The code, introduced in November after two years of planning, was approved unanimously last night by Westminster's mayor and Common Council. It goes into effect June 1.
"Obviously we've wrestled with this over a long period of time," said Mayor Kenneth A. Yowan, addressing the two dozen people at the meeting. "I think this is a good ordinance. If you have any problems with this being enforced you can come back and see us again and you will be heard."
The code covers minimum requirements and standards for fire safety, light, sanitation, space, heating and other issues in "current and future" rental properties in Westminster.
"It's long overdue," Robin Kable, a resident of West Green Street, said in a telephone interview yesterday afternoon.

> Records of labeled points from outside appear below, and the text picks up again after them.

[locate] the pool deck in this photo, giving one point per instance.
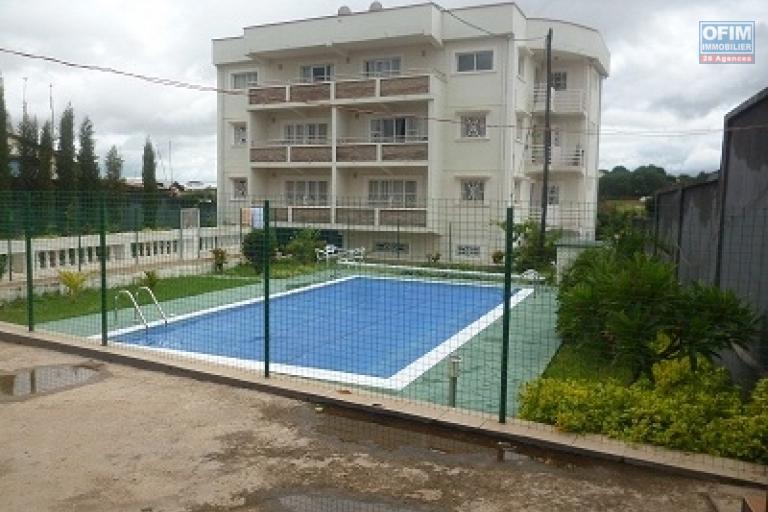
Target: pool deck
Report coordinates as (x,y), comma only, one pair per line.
(515,431)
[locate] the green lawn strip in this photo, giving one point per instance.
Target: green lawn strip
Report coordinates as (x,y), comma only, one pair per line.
(582,362)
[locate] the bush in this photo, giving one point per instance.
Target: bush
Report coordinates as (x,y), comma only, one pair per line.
(73,281)
(254,244)
(219,259)
(303,246)
(696,411)
(150,279)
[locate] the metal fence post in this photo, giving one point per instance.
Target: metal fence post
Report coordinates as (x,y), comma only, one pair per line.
(509,227)
(103,259)
(30,274)
(267,250)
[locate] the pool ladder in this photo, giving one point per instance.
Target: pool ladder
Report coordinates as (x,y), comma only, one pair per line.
(137,310)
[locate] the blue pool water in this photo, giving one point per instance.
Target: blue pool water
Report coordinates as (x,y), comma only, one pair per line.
(361,326)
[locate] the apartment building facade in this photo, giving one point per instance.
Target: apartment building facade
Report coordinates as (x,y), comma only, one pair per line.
(400,118)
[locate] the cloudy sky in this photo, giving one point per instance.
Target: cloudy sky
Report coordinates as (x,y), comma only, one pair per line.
(656,83)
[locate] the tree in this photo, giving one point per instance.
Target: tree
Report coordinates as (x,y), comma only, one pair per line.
(5,168)
(149,180)
(29,165)
(66,171)
(114,186)
(88,173)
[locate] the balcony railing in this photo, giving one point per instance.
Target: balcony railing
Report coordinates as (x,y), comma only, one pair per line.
(563,101)
(559,158)
(347,151)
(412,83)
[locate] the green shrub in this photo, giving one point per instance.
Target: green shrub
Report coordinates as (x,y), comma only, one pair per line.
(219,259)
(303,246)
(254,244)
(695,411)
(73,281)
(150,279)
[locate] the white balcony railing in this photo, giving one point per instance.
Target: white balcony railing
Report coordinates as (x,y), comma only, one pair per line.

Kable is a founder of the West Side Community Organization, a neighborhood group that has pushed hard for the proposed code to help combat a rise in crime and a general decline in housing in the city's west end.
"When you have rundown properties and a rundown neighborhood, crime moves in," Kable said.

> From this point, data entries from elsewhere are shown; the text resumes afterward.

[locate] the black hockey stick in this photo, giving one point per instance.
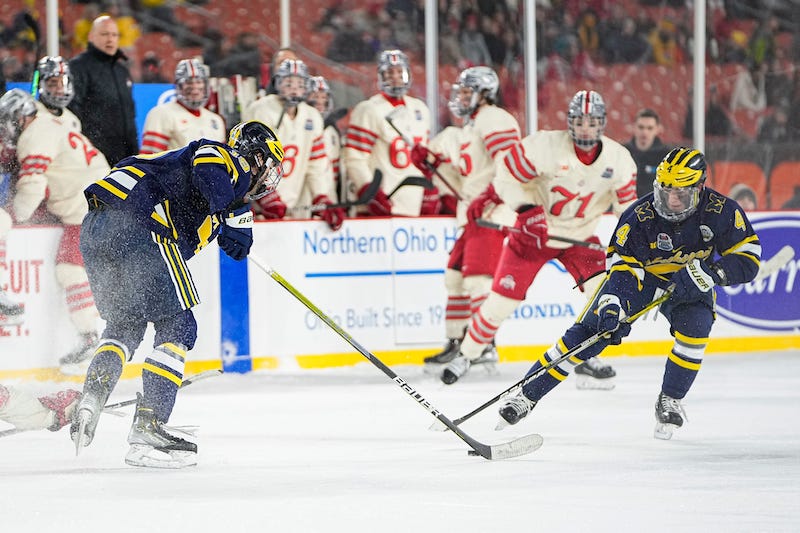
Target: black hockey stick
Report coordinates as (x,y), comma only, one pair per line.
(499,227)
(516,447)
(368,194)
(410,144)
(417,181)
(555,362)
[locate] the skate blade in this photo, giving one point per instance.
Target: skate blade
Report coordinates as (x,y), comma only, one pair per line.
(583,382)
(144,455)
(664,431)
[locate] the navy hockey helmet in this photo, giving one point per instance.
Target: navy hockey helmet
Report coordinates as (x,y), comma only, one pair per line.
(259,145)
(55,83)
(680,178)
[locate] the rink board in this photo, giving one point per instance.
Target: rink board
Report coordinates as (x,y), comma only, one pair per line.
(382,281)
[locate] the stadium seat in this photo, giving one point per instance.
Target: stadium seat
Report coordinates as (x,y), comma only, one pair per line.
(783,179)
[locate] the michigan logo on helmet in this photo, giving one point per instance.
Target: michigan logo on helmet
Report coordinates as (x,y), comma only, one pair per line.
(55,83)
(586,118)
(679,181)
(259,145)
(192,83)
(473,84)
(394,73)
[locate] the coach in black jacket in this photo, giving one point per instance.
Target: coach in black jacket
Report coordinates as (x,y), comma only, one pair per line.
(103,93)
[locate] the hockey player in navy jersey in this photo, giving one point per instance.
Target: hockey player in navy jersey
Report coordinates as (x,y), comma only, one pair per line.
(146,218)
(682,234)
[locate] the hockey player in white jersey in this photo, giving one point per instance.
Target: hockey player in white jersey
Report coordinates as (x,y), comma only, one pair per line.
(173,124)
(487,134)
(307,176)
(559,182)
(56,163)
(371,143)
(55,89)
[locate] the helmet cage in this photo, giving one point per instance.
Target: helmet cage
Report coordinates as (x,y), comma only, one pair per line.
(185,71)
(587,104)
(15,105)
(259,145)
(393,58)
(292,68)
(50,67)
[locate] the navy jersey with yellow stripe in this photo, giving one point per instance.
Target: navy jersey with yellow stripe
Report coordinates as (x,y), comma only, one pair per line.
(178,194)
(647,248)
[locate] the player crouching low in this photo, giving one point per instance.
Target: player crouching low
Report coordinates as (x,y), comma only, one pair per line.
(682,236)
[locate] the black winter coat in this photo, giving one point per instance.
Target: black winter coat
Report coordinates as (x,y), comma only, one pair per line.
(104,102)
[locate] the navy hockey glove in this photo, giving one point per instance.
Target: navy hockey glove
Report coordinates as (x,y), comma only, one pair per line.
(609,313)
(531,232)
(236,233)
(693,281)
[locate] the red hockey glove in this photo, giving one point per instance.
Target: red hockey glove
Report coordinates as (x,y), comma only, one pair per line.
(380,206)
(449,205)
(532,232)
(271,206)
(485,199)
(334,216)
(430,202)
(425,160)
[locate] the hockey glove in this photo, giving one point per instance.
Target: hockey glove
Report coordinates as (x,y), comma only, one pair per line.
(334,216)
(488,198)
(426,161)
(693,281)
(609,313)
(530,233)
(380,205)
(431,203)
(271,206)
(236,233)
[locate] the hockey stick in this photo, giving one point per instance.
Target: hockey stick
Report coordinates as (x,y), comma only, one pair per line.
(410,144)
(368,194)
(499,227)
(514,448)
(417,181)
(775,263)
(555,362)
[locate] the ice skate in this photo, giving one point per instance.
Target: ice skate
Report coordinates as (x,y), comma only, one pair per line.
(669,416)
(594,374)
(155,447)
(455,369)
(513,409)
(77,361)
(433,363)
(11,312)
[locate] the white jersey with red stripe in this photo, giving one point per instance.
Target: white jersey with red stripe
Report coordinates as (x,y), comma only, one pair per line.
(57,162)
(371,143)
(171,125)
(485,139)
(306,172)
(544,170)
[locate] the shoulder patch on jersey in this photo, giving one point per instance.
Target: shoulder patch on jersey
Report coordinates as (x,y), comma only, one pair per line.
(706,232)
(664,242)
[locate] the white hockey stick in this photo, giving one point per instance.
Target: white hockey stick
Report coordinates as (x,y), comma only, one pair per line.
(514,448)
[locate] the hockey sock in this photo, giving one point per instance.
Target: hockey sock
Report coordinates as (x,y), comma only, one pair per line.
(162,375)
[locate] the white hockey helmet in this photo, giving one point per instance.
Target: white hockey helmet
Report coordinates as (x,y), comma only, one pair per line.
(587,106)
(15,105)
(320,95)
(482,81)
(389,59)
(55,83)
(188,72)
(292,81)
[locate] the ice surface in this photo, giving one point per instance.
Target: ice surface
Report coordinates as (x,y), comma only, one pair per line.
(348,450)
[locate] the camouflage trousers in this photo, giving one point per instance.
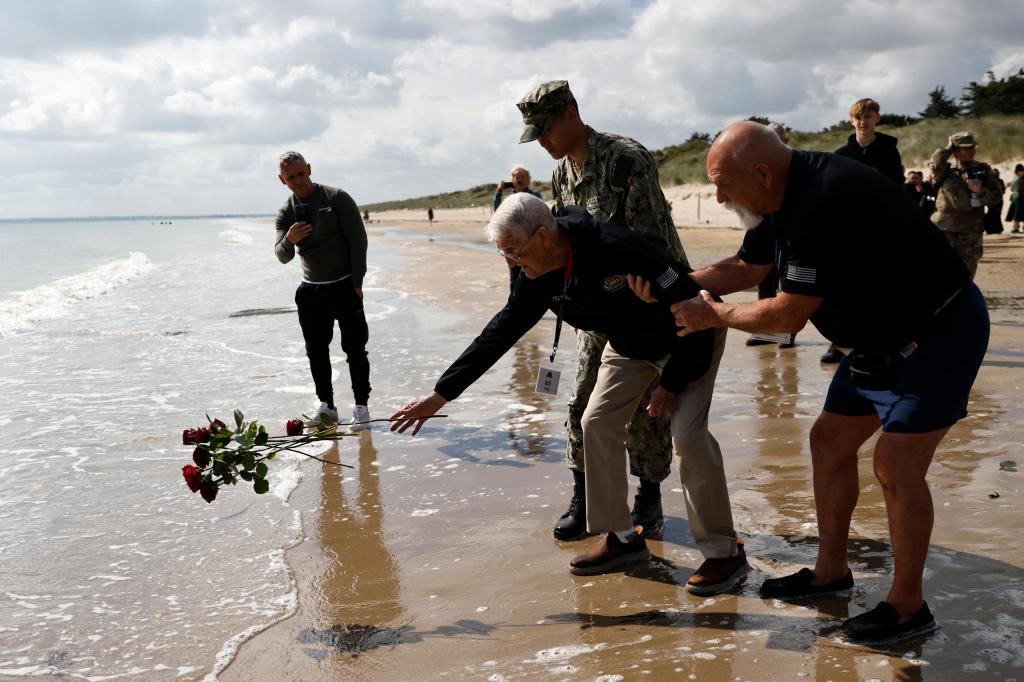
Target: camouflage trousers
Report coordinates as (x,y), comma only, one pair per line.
(648,439)
(968,246)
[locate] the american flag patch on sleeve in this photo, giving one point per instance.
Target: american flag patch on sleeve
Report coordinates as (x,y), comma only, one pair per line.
(667,279)
(805,274)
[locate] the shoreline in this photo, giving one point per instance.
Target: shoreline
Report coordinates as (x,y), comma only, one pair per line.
(397,582)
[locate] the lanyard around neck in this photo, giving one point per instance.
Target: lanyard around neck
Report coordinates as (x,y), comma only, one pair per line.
(561,306)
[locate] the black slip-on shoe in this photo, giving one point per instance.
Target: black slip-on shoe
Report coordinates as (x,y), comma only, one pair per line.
(799,585)
(882,626)
(610,553)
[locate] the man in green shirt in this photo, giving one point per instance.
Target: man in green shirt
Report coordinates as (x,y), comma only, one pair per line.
(323,224)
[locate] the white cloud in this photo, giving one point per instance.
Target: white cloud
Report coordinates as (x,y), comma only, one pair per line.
(186,105)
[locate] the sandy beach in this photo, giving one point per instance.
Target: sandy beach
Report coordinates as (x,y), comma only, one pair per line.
(433,558)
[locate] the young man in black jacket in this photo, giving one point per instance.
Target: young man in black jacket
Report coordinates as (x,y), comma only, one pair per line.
(873,148)
(579,269)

"It's a first step in the right direction," city resident Laurie Walters said. "It's great to have something on the books."
Since 1989, Westminster and the rest of Carroll County have operated under the county's livability code, which applies to rental properties.
County officials estimated that about 70 percent of the 400 livability complaints the county receives each year are from Westminster. The county code is enforced by one housing inspector responsible for the entire county. The office has a backlog of several hundred complaints.
Westminster's ordinance was initially criticized by dozens of city residents, landlords and real estate agents as too restrictive. It has been scaled back and fine-tuned during the past six months. The most recent adjustments, made last night, include expanding the livability appeals board from three to five people and opening the board to all residents of Westminster who are not city employees.
Also last night, Westminster's council agreed to allot $24,000 from surplus to research the possibility of creating a city pension program for Westminster police officers. Officers, like other city employees, are covered under a 30-year state pension plan. The city would like to make officers eligible for such a plan after 25 years.
This year, more than two dozen members of the Westminster Police Department joined the International Union of Police Associations in a bid to improve wages and benefits, and to prevent officers from leaving for higher-paying jobs.
City council President Damian L. Halstad said the research was being done as part of an effort to make the city a better place for police officers to work. "Getting that retirement down to 25 years from 30 is important to us. The problem is it's not cheap," Halstad said.